Wobei genau das eigentlich nicht das Ziel der Psyche-Verbesserer ist, denn Emotionen sind according to Emotion etwas, was man nicht einfach hat, sondern in den Griff zu bekommen und zu beherrschen hat. »Richtig handelt, wer auch negative Gefühle als Teil seiner Persönlichkeit akzeptiert«, heißt es zwar, allerdings gibt es eben auch dezidierte »Tipps zur Gefühlssteuerung« – selbstverständlich wieder eine Ansammlung von Ratschlägen, wie sie, natürlich weit simpler formuliert, bereits vor 100 Jahren in jedem durchschnittlichen Hausfrauen-Almanach abgedruckt waren.

»Es ist ein Unterschied, ob man ungeheuer wütend auf jemanden ist oder ob man den selbstreflexiven Gedanken hat ›Es ist Wut, was ich empfinde‹, während man wütend ist«, erklärt ein Experte. Dass es manchmal aber einfach angebracht ist oder vielleicht auch nur verdammten Spaß macht, ein wütendes, tobendes Ekelpaket zu sein und auf Reflexion zu scheißen, gilt vermutlich als pfui-bah und wurde aus dem Repertoire der modernen Frau ersatzlos gestrichen.

Schade eigentlich, denn genau dieses wundervolle Gefühl von Gleich-und-auf-der-Stelle-vor-Wut-überkochen würde man etwas später noch so gut gebrauchen können, wenn man sich auf die Emotion-Web­site begeben und den dortigen Psychotest absolviert hat. Das ausgeklügelte Wunderwerk der Psychologie soll zur Langzeiterforschung der individuellen Zufriedenheit dienen, was okay ist, wenn man vor lauter Hektik gerade nicht in der Lage ist festzustellen, wie man sich fühlt. Und auch generell geht das klar, denn solche Fragebogen auszufüllen, ist Wellness pur. Nicht jedoch, wenn es sich um einen Emotion-Psychotest handelt: Die langweiligen Fragen lassen nur langweilige Antworten zu, die ungefähr von »sehr zufrieden« bis »sehr unzufrieden« reichen. Die Auswertung zeigt folgerichtig, womit man »sehr zufrieden« bis »sehr unzufrieden« ist.

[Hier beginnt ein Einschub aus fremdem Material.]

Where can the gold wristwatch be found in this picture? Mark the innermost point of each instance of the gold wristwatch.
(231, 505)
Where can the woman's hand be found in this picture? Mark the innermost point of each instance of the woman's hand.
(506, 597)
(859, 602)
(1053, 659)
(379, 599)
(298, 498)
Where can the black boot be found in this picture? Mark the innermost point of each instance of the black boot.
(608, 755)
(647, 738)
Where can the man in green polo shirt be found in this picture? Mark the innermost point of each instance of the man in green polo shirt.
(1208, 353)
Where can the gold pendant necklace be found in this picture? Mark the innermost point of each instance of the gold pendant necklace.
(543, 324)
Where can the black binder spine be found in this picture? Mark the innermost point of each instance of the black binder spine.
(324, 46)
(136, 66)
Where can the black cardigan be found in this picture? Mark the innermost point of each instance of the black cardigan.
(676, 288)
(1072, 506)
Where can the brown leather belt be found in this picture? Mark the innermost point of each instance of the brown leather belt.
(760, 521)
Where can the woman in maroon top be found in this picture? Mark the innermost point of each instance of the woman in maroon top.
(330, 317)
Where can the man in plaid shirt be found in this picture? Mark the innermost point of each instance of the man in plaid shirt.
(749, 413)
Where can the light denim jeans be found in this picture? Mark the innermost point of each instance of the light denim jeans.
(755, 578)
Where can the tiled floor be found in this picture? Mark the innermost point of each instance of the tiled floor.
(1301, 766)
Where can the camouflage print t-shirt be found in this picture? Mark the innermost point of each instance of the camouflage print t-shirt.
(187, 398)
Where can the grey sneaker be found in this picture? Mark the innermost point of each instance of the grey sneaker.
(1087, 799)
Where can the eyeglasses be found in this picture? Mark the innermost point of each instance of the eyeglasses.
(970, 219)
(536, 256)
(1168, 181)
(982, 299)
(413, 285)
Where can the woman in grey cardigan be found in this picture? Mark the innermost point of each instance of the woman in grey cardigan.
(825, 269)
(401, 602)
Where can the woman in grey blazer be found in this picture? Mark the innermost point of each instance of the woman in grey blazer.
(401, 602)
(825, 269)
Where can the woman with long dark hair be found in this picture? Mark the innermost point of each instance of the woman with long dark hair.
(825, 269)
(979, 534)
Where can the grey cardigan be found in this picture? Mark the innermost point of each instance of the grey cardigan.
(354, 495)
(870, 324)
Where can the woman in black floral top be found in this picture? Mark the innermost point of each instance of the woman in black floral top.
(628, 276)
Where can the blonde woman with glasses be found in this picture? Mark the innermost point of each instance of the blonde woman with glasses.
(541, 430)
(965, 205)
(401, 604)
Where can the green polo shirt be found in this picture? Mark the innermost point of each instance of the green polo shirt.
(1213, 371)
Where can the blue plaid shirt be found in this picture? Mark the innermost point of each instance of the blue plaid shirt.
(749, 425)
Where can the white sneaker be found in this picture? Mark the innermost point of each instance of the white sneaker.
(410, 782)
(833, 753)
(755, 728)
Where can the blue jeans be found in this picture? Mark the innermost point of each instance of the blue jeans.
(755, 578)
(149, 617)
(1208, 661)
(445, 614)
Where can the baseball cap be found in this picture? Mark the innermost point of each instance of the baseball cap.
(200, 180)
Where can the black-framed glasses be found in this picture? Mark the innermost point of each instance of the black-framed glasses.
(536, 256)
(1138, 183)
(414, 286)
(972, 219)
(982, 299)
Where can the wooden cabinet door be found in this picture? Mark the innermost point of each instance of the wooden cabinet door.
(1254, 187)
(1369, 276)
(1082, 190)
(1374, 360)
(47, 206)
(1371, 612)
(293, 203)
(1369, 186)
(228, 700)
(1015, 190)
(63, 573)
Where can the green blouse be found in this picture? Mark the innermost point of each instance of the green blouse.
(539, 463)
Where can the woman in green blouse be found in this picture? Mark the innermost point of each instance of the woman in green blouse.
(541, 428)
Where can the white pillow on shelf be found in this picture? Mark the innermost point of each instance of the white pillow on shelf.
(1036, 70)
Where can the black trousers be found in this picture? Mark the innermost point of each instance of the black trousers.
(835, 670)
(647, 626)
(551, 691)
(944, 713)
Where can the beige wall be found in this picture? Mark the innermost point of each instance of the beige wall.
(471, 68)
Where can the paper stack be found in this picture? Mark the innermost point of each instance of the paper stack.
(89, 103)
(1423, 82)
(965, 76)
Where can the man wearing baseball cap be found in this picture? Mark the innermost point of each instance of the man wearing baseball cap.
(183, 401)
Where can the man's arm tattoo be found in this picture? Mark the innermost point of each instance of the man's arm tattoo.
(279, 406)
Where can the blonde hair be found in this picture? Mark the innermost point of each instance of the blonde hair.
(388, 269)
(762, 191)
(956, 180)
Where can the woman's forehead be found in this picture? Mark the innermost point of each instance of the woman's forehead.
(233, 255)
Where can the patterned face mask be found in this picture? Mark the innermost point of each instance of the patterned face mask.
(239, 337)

So viel mit aufgeblasenem Bullshit vertane Zeit macht unbedingt und äußerst wütend.

Denn ein ordentlicher Psychotest, das weiß man noch aus Mädchentagen, als noch nicht abzusehen war, dass das folgende Zeitschriftenleserinnenleben aus einer Kette von »Erkenne dich selbst«-Ankreuzaufgaben bestehen würde, und man sich voller Erwartungen an die Beantwortung des ersten Bravo-Tests machte, besteht erstens aus mindestens drei unterschiedlichen stimmungsvollen Natur-Fotos, von denen eines vorschriftsmäßig einen glut­orangenen Sonnenuntergang vor idyllischem Strand und ein weiteres einen Wasserfall mit viel Grün drumherum zu zeigen hat. Zweitens haben zwingend eine Frage, in der der Mann der besten Freundin, ein bisschen zu viel Alkohol sowie eine zufällige Begegnung an einem verschwiegenen Ort vorkommen, und ein moralisch hochkompliziertes Dilemma (Deine Freundin sieht in ihrem neuen Outfit hochgradig blödsinnig aus. Sagst du es ihr, bevor ihr zu einer angesagten Party aufbrecht?) Bestandteile des Tests zu sein.

Außerdem muss bereits beim Lesen der ersten Frage klar sein, welche Antwort man ankreuzen muss, um die höchste Punktzahl, die meist das erstrebenswerteste Ergebnis erzeugt, zu erreichen. Denn natürlich macht man sich die ganze Mühe nur dann, wenn von vornherein feststeht, dass man am Ende als charismatisch, abenteuerlustig, guter Kumpel, sensibel, anziehend, intelligent und kreativ beurteilt werden wird. Denn genau so ist man ja schließlich auch. Und seltsamerweise ist man von ganz allein so großartig geworden, ganz ohne Emotion und obwohl man beim Wort Reflexion selbstverständlich sofort an einen Badezimmerspiegel denkt. Woran denn auch sonst?